Read this before developing any training

Who’s this guide for?

Anyone with an audience! But particularly if you are in Compliance, Risk, HR or a related service function. In these roles you will need to present, train and inform people about what to comply with, how to comply and why. Unless you are hiding under your desk that is – in which case – time to come up for air and face your audience.

This guide looks at the different types of training and engagement communications you need to consider depending on what you need to achieve.

But firstly, let’s talk about mindset.

The Eight Mindsets of Effective Compliance & Ethics Training (the Eight Mindsets)

“…before you read any further, switch off your pre-conceived ideas about training needing a big production budget, course designers, animators and video editors..”

Here’s a short myth buster to start with – effective training is NOT produced through good design, good script writing and polished courseware (the production process). Effective training is the result of the work done upfront in the pre-production process, where we plan the training. Once we have got this part right we can work on the design and go all the way to distribution. But the bulk of the work that makes any training or communication effective needs to be done before you even start thinking about starting work on building a course.

With this knowledge and also our 50 years combined experience and results working with different organisations around the world helping to change compliance and legal behaviours, Jason and I developed the Eight Mindsets. These range from the mindset of the Entrepreneur to the Mindset of a Buyer.

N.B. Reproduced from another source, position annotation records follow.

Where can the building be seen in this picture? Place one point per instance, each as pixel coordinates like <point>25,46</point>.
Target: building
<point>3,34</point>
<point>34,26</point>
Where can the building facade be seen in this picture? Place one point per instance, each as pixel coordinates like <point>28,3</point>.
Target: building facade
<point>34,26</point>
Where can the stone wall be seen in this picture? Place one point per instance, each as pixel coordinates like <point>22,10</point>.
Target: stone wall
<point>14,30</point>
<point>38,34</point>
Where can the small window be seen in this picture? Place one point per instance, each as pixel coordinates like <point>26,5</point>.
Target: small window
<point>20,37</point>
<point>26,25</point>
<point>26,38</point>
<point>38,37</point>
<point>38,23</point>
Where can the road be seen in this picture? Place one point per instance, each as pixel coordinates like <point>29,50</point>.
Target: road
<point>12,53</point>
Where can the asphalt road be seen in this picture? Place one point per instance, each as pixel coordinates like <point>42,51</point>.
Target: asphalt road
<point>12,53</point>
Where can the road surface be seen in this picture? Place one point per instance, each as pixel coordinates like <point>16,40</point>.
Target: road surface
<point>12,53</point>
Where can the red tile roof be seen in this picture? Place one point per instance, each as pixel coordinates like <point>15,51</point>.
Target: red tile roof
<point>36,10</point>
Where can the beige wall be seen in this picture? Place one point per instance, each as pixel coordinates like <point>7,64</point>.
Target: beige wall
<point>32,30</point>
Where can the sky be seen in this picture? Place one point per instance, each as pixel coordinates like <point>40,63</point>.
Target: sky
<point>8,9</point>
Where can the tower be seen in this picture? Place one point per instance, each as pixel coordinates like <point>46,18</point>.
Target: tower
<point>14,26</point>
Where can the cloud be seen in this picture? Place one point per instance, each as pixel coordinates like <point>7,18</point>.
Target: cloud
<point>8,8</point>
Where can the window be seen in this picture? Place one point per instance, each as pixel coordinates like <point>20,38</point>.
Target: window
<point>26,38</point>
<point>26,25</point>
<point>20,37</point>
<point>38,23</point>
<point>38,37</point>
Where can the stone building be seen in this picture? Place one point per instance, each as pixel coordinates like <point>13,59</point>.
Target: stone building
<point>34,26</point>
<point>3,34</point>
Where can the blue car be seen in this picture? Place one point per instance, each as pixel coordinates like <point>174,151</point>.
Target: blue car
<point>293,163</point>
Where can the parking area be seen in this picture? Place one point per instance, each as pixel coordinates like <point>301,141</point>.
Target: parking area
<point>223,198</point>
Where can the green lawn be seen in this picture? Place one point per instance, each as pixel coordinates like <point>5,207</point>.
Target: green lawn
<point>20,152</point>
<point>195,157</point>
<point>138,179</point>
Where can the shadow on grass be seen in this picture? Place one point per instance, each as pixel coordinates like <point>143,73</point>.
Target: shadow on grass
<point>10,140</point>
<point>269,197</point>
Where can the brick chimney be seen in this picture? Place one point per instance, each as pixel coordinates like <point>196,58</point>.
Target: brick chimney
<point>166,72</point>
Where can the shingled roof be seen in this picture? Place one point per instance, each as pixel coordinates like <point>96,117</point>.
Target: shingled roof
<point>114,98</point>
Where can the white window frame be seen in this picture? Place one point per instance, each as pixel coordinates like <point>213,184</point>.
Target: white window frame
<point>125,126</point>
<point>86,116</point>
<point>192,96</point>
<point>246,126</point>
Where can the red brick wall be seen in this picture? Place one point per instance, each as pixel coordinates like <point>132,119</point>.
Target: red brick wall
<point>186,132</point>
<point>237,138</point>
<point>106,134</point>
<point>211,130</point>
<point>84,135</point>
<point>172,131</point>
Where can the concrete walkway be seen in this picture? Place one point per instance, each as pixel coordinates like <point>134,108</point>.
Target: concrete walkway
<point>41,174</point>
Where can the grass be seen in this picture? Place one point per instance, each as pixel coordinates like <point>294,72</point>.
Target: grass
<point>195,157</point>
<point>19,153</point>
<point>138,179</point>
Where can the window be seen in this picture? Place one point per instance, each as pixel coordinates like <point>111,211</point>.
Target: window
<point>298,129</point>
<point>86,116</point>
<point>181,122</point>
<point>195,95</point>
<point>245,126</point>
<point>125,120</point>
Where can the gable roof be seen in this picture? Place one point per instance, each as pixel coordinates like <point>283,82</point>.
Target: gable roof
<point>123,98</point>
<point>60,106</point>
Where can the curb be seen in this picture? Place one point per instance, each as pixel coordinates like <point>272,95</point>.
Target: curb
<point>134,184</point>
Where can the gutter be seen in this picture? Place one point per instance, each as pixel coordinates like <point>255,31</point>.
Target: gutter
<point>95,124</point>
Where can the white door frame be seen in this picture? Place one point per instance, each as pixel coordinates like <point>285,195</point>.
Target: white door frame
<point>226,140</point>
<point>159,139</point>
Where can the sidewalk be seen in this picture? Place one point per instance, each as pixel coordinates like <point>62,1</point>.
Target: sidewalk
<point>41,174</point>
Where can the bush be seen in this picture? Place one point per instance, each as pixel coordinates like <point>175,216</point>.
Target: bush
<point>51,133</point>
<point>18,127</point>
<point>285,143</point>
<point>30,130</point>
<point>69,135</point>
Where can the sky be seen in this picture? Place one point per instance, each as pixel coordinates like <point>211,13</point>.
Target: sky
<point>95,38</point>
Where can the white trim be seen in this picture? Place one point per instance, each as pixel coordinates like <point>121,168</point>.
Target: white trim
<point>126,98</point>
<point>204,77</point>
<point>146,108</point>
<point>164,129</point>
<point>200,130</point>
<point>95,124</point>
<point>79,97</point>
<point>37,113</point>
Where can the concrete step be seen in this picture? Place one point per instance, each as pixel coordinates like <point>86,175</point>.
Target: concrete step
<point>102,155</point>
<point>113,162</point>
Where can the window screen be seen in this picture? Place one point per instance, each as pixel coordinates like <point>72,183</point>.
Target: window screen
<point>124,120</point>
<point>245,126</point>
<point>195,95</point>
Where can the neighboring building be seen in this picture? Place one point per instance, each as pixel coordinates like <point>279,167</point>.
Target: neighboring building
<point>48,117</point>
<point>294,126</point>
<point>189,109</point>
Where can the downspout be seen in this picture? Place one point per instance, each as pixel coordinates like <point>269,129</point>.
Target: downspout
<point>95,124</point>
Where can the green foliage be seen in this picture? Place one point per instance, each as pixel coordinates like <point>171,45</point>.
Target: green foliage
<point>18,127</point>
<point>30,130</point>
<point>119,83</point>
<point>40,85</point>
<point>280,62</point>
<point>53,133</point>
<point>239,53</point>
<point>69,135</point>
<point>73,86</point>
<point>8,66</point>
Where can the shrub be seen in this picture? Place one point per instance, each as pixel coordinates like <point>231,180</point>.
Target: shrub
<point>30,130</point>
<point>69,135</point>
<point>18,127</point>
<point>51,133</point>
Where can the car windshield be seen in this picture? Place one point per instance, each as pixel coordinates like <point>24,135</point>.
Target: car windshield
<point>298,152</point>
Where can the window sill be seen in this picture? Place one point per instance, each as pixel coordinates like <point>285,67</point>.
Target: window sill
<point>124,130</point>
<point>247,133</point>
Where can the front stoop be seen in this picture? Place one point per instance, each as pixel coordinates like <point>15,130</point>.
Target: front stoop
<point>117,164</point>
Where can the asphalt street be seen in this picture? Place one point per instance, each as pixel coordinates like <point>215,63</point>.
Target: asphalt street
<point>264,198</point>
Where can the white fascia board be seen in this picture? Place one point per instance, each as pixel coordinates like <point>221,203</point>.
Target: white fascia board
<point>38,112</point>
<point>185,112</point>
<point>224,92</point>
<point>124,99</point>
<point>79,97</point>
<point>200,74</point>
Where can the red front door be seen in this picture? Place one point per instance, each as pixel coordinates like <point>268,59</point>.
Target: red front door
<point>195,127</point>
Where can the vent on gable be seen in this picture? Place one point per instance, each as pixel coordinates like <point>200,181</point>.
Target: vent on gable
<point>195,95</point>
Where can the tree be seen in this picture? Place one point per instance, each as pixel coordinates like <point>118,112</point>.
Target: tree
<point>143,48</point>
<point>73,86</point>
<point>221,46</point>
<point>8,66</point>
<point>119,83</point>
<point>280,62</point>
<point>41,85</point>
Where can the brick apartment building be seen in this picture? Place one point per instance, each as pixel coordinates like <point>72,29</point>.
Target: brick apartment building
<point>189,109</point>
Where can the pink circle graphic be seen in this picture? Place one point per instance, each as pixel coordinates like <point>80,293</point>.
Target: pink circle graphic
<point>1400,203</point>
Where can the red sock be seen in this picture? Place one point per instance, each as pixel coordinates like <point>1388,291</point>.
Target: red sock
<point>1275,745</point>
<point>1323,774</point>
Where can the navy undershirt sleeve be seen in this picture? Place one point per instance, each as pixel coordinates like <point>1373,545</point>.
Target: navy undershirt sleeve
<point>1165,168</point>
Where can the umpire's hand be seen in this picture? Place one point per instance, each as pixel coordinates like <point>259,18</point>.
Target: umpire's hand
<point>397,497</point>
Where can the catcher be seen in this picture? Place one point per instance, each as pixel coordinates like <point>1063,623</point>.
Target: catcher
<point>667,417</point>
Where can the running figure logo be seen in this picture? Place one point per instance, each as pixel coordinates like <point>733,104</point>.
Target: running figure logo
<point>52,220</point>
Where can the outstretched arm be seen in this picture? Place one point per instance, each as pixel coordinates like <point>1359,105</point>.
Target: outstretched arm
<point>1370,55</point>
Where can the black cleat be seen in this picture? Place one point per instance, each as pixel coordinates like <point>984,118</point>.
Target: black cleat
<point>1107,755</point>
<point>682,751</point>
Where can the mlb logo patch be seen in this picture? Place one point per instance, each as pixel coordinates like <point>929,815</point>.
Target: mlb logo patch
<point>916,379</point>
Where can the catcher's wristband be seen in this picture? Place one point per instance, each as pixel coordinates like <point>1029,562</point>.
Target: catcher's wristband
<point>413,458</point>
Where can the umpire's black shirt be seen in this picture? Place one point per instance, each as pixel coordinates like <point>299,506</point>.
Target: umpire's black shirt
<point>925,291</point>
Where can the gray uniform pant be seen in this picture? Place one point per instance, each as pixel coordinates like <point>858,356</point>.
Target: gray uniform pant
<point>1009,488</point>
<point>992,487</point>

You can check out the infographic that outlines each of the mindsets here. But, as we know, when learning something new, there is nothing quite so powerful as putting it to practice. In this guide we go through two of the mindsets required when putting together your training strategy: The Mindset of a Storyteller and the Mindset of an Entepreneur

Although the mindsets are uniquely put together, many of the concepts are not new. The are used by the advertising industry, movie producers and every streaming service out there. You may think that thinking like an entrepreneur, advertiser and program executive is for someone working at Warner Bros or Pixar. But we’re here to tell you differently – because we, and the organisations we work with, are the evidence that using the Eight Mindsets actually work.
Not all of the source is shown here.